I broke up with my ex of four years in 2020. My friends never felt we were meant to be. He was fire, I was rain. I’m stable and serious – he’s wild and cavalier. My life revolved around the next career milestone – for him, it was chasing the wildest of rollercoasters in life.
And that’s okay. We had our differences and we managed. We worked through our problems, we focused on what we had and believed that in our differences, there is balance. What wasn’t okay was the infidelity that followed, that escalated a falling out that briefly led to the end of what was us.
He texted me tirelessly. He called my friends, wrote me letters. Sent notes and gifts to my house. And I blocked him out everywhere because I felt I deserved better. I worked the hardest for myself, put myself first – going back would be the opposite of that. I ghosted him for a year, before I started unblocking him on social media again.
I was ready to move on.
We Started Talking Again in 2021.
He has started working part-time in an agency and has referred me to a prospective client for a freelance gig. And money was money. So I took it. And taking it meant I had to liaise with him back and forth for a few good weeks.
Meeting him for the first time yet again was difficult. I felt myself shaking to my knees and had to smoke it off (twice) fifteen minutes before we met. Seeing him again after so long was immediately reciprocated with an ick I can’t control. But as the conversations went, as I shrugged it off and focused on the brief at hand, it went.. alright?
There was no longer a spark but a bittersweet nostalgia – even a little heartwarming that he has somehow in the past twelve months, started getting his life back on track. I was happy for him – and I could tell he needed this more than I did.
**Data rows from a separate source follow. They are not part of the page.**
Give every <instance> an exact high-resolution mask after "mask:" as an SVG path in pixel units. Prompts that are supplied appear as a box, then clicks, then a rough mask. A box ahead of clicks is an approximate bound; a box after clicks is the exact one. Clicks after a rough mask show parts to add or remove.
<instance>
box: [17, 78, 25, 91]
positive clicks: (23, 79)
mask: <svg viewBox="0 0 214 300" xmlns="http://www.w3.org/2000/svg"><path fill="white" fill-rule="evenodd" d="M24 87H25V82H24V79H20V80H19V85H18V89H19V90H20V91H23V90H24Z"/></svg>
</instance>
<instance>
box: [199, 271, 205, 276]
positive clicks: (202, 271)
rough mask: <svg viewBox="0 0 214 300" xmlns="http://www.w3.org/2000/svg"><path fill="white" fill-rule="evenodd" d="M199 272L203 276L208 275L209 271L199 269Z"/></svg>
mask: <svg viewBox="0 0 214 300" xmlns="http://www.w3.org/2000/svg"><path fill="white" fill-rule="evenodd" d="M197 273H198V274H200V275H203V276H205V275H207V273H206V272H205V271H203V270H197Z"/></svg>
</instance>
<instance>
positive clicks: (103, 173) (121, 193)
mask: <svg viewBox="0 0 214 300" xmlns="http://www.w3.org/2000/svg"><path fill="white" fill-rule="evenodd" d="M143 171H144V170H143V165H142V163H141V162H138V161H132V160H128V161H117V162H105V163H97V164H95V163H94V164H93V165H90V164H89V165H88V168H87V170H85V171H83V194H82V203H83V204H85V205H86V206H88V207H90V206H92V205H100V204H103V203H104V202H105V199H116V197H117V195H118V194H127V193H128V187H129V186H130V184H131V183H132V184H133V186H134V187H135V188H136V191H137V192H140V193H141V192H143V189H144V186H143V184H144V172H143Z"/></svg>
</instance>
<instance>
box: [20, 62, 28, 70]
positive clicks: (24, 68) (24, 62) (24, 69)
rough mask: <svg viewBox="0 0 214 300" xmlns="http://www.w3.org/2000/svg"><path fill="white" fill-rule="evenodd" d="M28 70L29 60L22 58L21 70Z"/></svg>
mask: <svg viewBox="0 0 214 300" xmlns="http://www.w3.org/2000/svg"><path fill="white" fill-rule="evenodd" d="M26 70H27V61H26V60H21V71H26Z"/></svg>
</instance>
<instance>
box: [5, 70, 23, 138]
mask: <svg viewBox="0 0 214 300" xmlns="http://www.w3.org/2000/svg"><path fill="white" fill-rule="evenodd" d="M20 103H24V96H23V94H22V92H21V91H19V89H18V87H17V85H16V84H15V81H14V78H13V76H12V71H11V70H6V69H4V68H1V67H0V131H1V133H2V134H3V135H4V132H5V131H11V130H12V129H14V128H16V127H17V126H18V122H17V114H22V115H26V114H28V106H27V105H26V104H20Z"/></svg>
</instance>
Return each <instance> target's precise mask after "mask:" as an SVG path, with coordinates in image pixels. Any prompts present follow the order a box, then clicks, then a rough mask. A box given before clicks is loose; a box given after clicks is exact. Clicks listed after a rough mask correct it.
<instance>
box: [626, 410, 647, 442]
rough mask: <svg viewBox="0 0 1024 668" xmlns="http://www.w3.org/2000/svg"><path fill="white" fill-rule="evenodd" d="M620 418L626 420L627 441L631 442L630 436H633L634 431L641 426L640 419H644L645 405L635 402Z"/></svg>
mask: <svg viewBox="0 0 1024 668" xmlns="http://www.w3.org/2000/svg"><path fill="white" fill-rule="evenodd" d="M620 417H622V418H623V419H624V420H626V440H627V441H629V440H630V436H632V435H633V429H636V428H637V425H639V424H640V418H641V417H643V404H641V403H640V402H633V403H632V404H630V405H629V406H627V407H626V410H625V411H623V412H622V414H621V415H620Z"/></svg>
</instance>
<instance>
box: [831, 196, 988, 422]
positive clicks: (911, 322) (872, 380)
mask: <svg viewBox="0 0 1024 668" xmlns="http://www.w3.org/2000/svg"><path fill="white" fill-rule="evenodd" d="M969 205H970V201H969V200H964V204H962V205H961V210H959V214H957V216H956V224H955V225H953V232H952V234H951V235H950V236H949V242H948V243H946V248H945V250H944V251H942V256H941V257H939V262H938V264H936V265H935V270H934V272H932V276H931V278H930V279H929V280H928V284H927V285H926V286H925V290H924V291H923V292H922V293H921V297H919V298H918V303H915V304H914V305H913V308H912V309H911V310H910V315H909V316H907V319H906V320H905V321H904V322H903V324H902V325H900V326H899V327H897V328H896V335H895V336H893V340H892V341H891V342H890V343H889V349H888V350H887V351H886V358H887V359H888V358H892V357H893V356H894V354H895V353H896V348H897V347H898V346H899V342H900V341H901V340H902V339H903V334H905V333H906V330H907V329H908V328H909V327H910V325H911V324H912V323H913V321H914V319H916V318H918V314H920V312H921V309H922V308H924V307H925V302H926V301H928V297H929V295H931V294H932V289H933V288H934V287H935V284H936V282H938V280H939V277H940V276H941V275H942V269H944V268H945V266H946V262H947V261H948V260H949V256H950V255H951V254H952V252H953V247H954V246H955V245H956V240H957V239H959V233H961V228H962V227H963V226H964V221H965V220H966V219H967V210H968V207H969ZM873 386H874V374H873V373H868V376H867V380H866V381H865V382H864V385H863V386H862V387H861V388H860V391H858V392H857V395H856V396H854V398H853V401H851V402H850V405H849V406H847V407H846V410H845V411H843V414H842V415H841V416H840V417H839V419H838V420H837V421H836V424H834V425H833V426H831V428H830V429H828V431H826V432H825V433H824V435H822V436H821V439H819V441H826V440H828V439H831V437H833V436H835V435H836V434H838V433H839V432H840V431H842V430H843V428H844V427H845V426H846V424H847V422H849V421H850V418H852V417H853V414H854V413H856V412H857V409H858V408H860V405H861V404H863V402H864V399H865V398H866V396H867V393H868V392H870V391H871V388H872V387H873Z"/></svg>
We never did have closure after all.
The project went on – lasted a little longer than we anticipated for a few months. I commissioned from it and because of it, we have started talking again.
We Understood Each Other Because of Our Past.
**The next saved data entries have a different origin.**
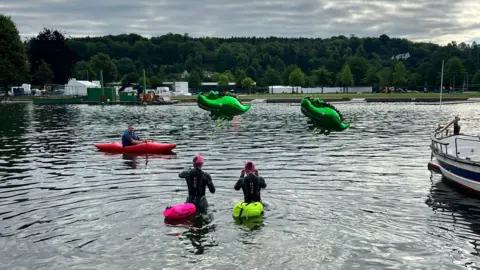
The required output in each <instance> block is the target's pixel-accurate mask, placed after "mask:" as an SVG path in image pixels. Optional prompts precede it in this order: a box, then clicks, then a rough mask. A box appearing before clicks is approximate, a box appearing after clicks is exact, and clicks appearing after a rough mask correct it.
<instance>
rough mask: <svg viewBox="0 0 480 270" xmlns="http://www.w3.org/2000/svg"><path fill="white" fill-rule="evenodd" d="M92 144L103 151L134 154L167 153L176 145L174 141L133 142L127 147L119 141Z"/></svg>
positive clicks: (155, 153) (153, 153)
mask: <svg viewBox="0 0 480 270" xmlns="http://www.w3.org/2000/svg"><path fill="white" fill-rule="evenodd" d="M94 145H95V147H97V148H98V149H100V150H101V151H105V152H115V153H135V154H161V153H168V152H170V151H172V149H173V148H175V147H177V145H176V144H174V143H155V142H147V143H140V144H135V145H132V146H127V147H123V145H122V143H121V142H114V143H97V144H94Z"/></svg>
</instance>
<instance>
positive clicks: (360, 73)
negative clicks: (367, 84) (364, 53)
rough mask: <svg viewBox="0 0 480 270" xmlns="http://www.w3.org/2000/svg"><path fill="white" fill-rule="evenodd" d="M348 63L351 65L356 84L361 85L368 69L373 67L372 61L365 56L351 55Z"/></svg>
mask: <svg viewBox="0 0 480 270" xmlns="http://www.w3.org/2000/svg"><path fill="white" fill-rule="evenodd" d="M346 64H347V65H348V66H349V67H350V70H351V72H352V76H353V81H354V84H355V85H361V84H362V83H361V82H362V79H363V78H365V75H366V71H368V69H369V68H370V67H371V65H370V63H369V62H368V61H367V60H366V59H365V58H363V57H356V56H354V57H350V58H348V59H347V61H346Z"/></svg>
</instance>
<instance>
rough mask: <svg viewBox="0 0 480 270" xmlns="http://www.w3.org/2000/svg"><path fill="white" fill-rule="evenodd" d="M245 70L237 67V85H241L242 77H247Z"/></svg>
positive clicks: (246, 72)
mask: <svg viewBox="0 0 480 270" xmlns="http://www.w3.org/2000/svg"><path fill="white" fill-rule="evenodd" d="M247 77H248V76H247V72H245V70H243V69H237V70H236V71H235V83H236V84H237V85H238V86H241V85H242V81H243V79H245V78H247Z"/></svg>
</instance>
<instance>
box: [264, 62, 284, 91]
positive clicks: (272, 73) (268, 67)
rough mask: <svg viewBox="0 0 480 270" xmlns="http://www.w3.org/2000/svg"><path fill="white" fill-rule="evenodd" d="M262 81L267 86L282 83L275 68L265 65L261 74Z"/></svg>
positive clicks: (277, 84)
mask: <svg viewBox="0 0 480 270" xmlns="http://www.w3.org/2000/svg"><path fill="white" fill-rule="evenodd" d="M263 82H264V83H265V84H266V85H268V86H272V85H282V76H281V75H280V73H278V71H276V70H275V69H273V68H271V67H267V70H266V71H265V74H264V75H263Z"/></svg>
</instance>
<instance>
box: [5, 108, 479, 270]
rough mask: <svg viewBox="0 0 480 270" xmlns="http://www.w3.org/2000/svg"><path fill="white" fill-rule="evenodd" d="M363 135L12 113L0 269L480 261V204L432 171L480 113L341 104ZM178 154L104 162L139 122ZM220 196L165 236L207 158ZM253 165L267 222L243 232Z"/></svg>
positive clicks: (359, 132) (262, 110)
mask: <svg viewBox="0 0 480 270" xmlns="http://www.w3.org/2000/svg"><path fill="white" fill-rule="evenodd" d="M336 107H337V108H339V109H340V110H341V111H342V113H343V114H344V115H345V117H346V118H347V120H352V121H354V124H353V127H352V128H350V129H347V130H345V131H344V132H341V133H332V134H330V136H324V135H317V136H312V134H313V133H312V131H311V130H310V129H309V127H308V125H307V121H306V118H305V117H304V116H303V115H302V114H301V112H300V107H299V106H288V105H283V104H282V105H276V104H272V105H269V104H254V105H253V107H252V108H251V110H250V111H249V112H248V113H247V114H245V115H242V116H240V117H238V119H235V120H234V121H231V122H223V123H221V124H219V123H218V122H215V121H212V120H210V119H209V117H208V113H207V112H205V111H203V110H201V109H199V108H198V107H196V106H188V107H184V106H182V107H180V106H147V107H141V106H138V107H135V106H88V105H65V106H35V105H32V104H12V105H0V121H1V130H0V177H1V178H0V179H1V180H0V258H1V259H0V269H229V270H232V269H254V268H255V269H355V268H357V269H465V268H475V267H478V266H479V265H480V264H479V262H480V257H479V253H478V252H479V251H478V248H477V243H479V242H478V241H480V199H474V198H469V197H466V196H465V195H463V194H462V193H459V192H457V191H456V190H454V189H451V188H450V187H447V186H445V184H443V182H441V178H440V177H439V176H438V175H436V174H432V173H431V172H430V171H428V169H427V163H428V161H430V149H429V143H430V140H429V133H430V131H432V130H433V129H435V127H436V125H437V123H439V122H443V123H445V122H448V121H450V120H451V119H453V116H454V115H456V114H458V115H460V117H461V119H462V120H461V125H462V132H465V133H472V134H479V133H480V125H479V120H480V106H479V105H478V104H457V105H444V106H442V108H441V110H442V113H440V108H439V106H434V105H415V104H410V103H399V104H389V103H382V104H379V103H377V104H338V105H336ZM130 123H132V124H135V125H136V126H137V130H138V133H139V135H141V136H142V135H143V136H146V137H149V138H152V139H154V140H156V141H158V142H169V143H171V142H173V143H176V144H177V148H176V149H175V150H174V152H175V153H176V154H175V155H159V156H151V157H145V156H127V155H122V154H116V155H108V154H104V153H101V152H98V151H97V150H96V149H95V148H94V146H93V143H95V142H110V141H118V140H119V138H120V135H121V133H122V132H123V131H124V130H125V129H126V127H127V125H128V124H130ZM197 153H200V154H202V155H203V156H204V158H205V165H204V170H205V171H206V172H208V173H210V174H211V176H212V178H213V181H214V184H215V186H216V188H217V191H216V193H215V194H210V193H208V191H207V198H208V201H209V203H210V208H209V212H208V214H207V215H204V216H200V217H199V218H197V219H196V220H195V221H194V222H193V223H191V224H176V225H175V224H166V223H165V222H164V220H163V215H162V213H163V210H164V209H165V207H166V206H168V205H172V204H176V203H181V202H184V200H185V198H186V184H185V181H184V180H183V179H179V178H178V173H179V172H180V171H181V170H183V169H184V168H186V167H188V166H190V165H191V161H192V158H193V156H194V155H195V154H197ZM247 159H252V160H254V161H255V162H256V165H257V167H258V169H259V172H260V174H261V175H262V176H263V177H264V178H265V180H266V182H267V185H268V186H267V189H265V190H264V191H262V199H263V200H264V202H265V204H266V206H265V208H266V209H265V214H264V218H263V220H262V221H260V222H259V221H258V220H257V221H256V222H249V223H246V224H236V223H235V221H234V220H233V218H232V216H231V211H232V207H233V205H234V204H235V203H237V202H239V201H241V200H242V199H243V194H242V192H241V191H235V190H234V189H233V186H234V184H235V182H236V180H237V179H238V177H239V175H240V170H241V169H242V166H243V163H244V162H245V160H247Z"/></svg>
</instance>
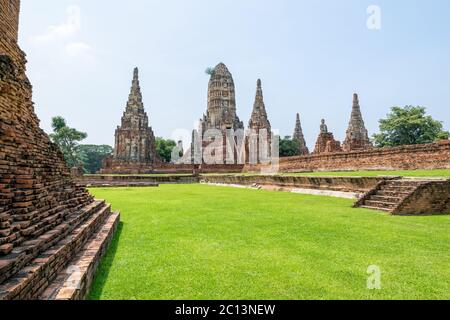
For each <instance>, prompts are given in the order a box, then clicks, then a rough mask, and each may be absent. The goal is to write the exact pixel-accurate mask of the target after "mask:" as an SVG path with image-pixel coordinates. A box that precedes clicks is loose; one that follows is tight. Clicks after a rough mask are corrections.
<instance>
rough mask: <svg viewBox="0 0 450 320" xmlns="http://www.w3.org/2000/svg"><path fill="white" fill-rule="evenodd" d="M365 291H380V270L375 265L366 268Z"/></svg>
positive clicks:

No. This isn’t a get-back-together fairytale. We were already seeing other people (we still are) and we were happy where we were at the point we reconnected. We’ve both moved on.
Because of that, we slowly got used to texting each other (not daily, of course) between days. When work got tricky, we would occasionally share it across for some advice. Because we worked in the same line of work, it was easy for us to be objective about issues we were facing, and give our two cents (that is of relevance) compared to our partners.
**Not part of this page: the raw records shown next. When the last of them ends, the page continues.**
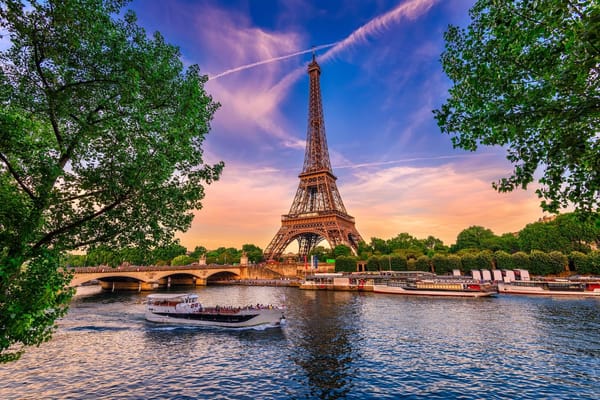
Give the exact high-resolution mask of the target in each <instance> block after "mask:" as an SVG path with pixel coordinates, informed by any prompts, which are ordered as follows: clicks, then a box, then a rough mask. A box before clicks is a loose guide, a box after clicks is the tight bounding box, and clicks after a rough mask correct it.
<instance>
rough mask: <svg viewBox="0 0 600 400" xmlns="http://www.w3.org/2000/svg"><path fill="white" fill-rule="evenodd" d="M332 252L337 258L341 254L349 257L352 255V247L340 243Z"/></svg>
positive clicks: (344, 255)
mask: <svg viewBox="0 0 600 400" xmlns="http://www.w3.org/2000/svg"><path fill="white" fill-rule="evenodd" d="M332 253H333V256H334V257H335V258H337V257H340V256H346V257H349V256H351V255H352V249H351V248H350V247H348V246H346V245H345V244H338V245H337V246H335V248H334V249H333V251H332Z"/></svg>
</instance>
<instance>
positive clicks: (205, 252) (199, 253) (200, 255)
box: [190, 246, 207, 259]
mask: <svg viewBox="0 0 600 400" xmlns="http://www.w3.org/2000/svg"><path fill="white" fill-rule="evenodd" d="M206 252H207V250H206V247H204V246H196V247H194V251H192V252H191V253H190V257H194V258H196V259H198V258H200V257H201V256H202V255H203V254H206Z"/></svg>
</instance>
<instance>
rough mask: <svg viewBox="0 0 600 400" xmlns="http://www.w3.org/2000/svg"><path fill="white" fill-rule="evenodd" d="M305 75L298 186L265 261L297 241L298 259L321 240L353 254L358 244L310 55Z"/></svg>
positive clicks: (282, 217)
mask: <svg viewBox="0 0 600 400" xmlns="http://www.w3.org/2000/svg"><path fill="white" fill-rule="evenodd" d="M308 75H309V78H310V79H309V81H310V84H309V85H310V86H309V106H308V116H309V118H308V131H307V140H306V153H305V156H304V166H303V168H302V172H301V173H300V175H299V178H300V184H299V185H298V190H297V191H296V196H295V197H294V201H293V203H292V206H291V207H290V211H289V213H288V214H286V215H283V216H282V217H281V228H279V231H278V232H277V234H276V235H275V237H274V238H273V240H271V243H269V245H268V246H267V248H266V249H265V252H264V254H265V257H266V258H267V259H273V260H277V259H279V258H280V257H281V255H282V254H283V252H284V251H285V249H286V247H287V246H288V245H289V244H290V243H292V242H293V241H294V240H297V241H298V249H299V256H300V257H304V256H308V254H309V253H310V251H311V250H312V249H314V248H315V246H317V244H319V243H320V242H321V241H323V240H326V241H327V242H328V243H329V245H330V246H331V248H334V247H335V246H338V245H341V244H343V245H346V246H348V247H350V248H351V249H352V251H353V252H354V253H356V252H357V250H358V243H359V242H360V241H362V238H361V236H360V234H359V233H358V231H357V230H356V226H355V221H354V218H353V217H351V216H350V215H348V213H347V212H346V208H345V207H344V203H343V202H342V197H341V195H340V193H339V191H338V188H337V185H336V183H335V181H336V180H337V178H336V177H335V175H333V171H332V168H331V162H330V160H329V149H328V148H327V137H326V135H325V123H324V118H323V106H322V100H321V88H320V83H319V77H320V75H321V68H320V66H319V64H318V63H317V61H316V60H315V56H314V54H313V59H312V62H311V63H310V64H309V65H308Z"/></svg>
This was an issue at the start, of course. My partner was not exactly comfortable with this arrangement and with enough assurance (I’m a simp now, really), it all went down pretty alright.
A Confidante I Never Thought I’ll Have.
When we first broke up, I never once thought it would be possible for us to be friends again. But I’m glad that we eventually made up, and are now on speaking terms again. To me, it felt like a symbol of growth, to look beyond what lived in the past and transcend beyond what was.
Before, I never believed in staying friends with your exes. And I wouldn’t say it applies for everyone. I could only imagine the number of haters who would come for me, claiming that this isn’t emotionally possible. That it’s unorthodox and we still have feelings for each other. To that, I’d say yuck. My taste buds have developed by leaps and bounds since 2020 (half a joke). And I stand by that.
Perhaps it was fate, or maybe we consciously tried to make up months after our break up, but I’m thankful it happened. However unusual this is, I’m grateful for where we stand at right now. Our partners have met each other under work circumstances, and we’re even in the midst of planning a double date.
To My Ex and Best Friend..
You’ll always have a special (now platonic) place in my heart. Thanks for being around, for listening, and for seeing through my struggles and giving me constructive criticism when I need it. I promise to offer you the same support – and I hope we go on in life to continue to be each other’s confidantes.
Is it okay to stay friends with your ex? Do you think it’s possible for them to stay entirely platonic?